Almost as likely and nearly as grave are the threats from other natural disasters. The Forum’s researchers rank “failure of climate change mitigation and adaptation” as the threat with the fourth-greatest impact. It placed well below nuclear incineration, but apart from other climate threats only “cyber attacks” and “data fraud” are considered more likely to occur.
Strikingly, most other threats rated as more likely and damaging than average also arise from or are associated with degraded natural security: “biodiversity loss and ecosystem collapse”, “man-made environmental disasters,” “water crises,” and “large-scale involuntary migration.”
Indeed, the report’s commentary observes that “all five risks in the environmental category [are] ranked higher than average for both likelihood and impact over a 10-year horizon.”
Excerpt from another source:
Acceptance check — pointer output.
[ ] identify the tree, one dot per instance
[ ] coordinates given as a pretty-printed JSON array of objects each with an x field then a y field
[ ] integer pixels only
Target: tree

It’s not the first time the Forum has drawn attendees’ attention to the threats posed by eroding natural security. Its 2016 threat assessment cast a failure of climate change mitigation and adaptation efforts as risking impacts even more devastating than nuclear war.
The Forum’s researchers urge their wealthy and powerful sponsors to act.
“A global economic recovery is under way, offering new opportunities for progress that should not be squandered,” they write. In the year since their previous report, “the urgency of facing up to systemic challenges has, if anything, intensified amid proliferating indications of uncertainty, instability, and fragility.”
Humanity, they observe, “has become remarkably adept at understanding how to mitigate conventional risks. But we are much less competent when it comes to dealing with complex risks in the interconnected systems that underpin our world, such as organizations, economies, societies, and the environment.”
Yet “there are signs of strain in many of these systems,” and “when risk cascades through a complex system, the danger is not of incremental damage but of ‘runaway collapse’ or an abrupt transition to a new, suboptimal status quo.”